Updated: Oct 18, 2022

Have you encountered the “Buy Now, Pay Later” (BNPL) option offered by companies like Klarna or Affirm while shopping online or through a mobile app? BNPL is a type of on-the-spot financing that is growing increasingly popular among consumers. This option allows you to purchase something immediately by agreeing to split the cost of your purchases (typically between $50 to $1,000) into four interest-free or almost interest-free payments. Like most financing options, missed BNPL payments are subject to late fees.

The BNPL industry grew rapidly during the pandemic. The CFPB details in a report on BNPL that there was a near tenfold increase in users from 2019 to 2021. Usage of BNPL financing was also heavily concentrated in apparel and beauty in 2019, accounting for 80.1% of the items spent on. Now, BNPL has branched out to industries as disparate as travel, pet care, groceries, and gas, and the combined account of apparel and beauty only accounted for 58.6% of payment installments in 2021.

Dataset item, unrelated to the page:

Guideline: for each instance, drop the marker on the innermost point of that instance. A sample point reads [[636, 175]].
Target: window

The marketing of the BNPL makes it appear to be a zero-risk credit option. However, the CFPB has identified several areas of risk of consumer harm, including:

  • Inconsistent consumer protections: There is a lack of protections standardized for BNPL products, which are standard elsewhere in the consumer financial marketplace. These include a lack of standardized cost-of-credit disclosures, minimal dispute resolution rights, a forced opt-in to autopay, and companies that assess multiple late fees on the same missed payment. This makes BNPL financing differ from traditional installment loans.

  • Data harvesting and monetization: The BNPL business models have shifted towards proprietary app usage, allowing companies to build a valuable digital profile of each users' shopping behavior. The practice of harvesting and monetizing threatens consumers’ privacy, security, and autonomy. Ultimately, it may lead to a consolidation of market power for the firms with the largest volume of consumer data, which would reduce price competition, choice, and long-term innovation.

  • Debt accumulation and overextension: BNPL is designed to encourage consumers to purchase more and borrow more. This means shoppers can easily take out several installments within a short time frame at multiple BNPL companies, and users' BNPL debts can affect other debts. Currently, BNPL companies do not furnish data to the major credit reporting companies. That means that both BNPL companies and other lenders are unaware of the borrower’s current liabilities when making a decision to originate new loans.

Like other providers of credit, BNPL providers are subject to some federal and state oversight. The CFPB is looking to identify potential interpretive guidance or rules to issue with the goal of ensuring that BNPL lenders adhere to many of the baseline protections that Congress has already established for credit cards. The agency will also identify data surveillance practices that BNPL lenders should seek to avoid. It is expected that the CFPB will try to further supervise non-depository covered persons, such as BNPL, because the business model relies on data collection and loans serve as close substitute for credit cards.

Consumers having an issue with a BNPL product or service, or any other consumer financial product or service can submit a complaint with the CFPB online or by calling  (855) 411-CFPB (2372).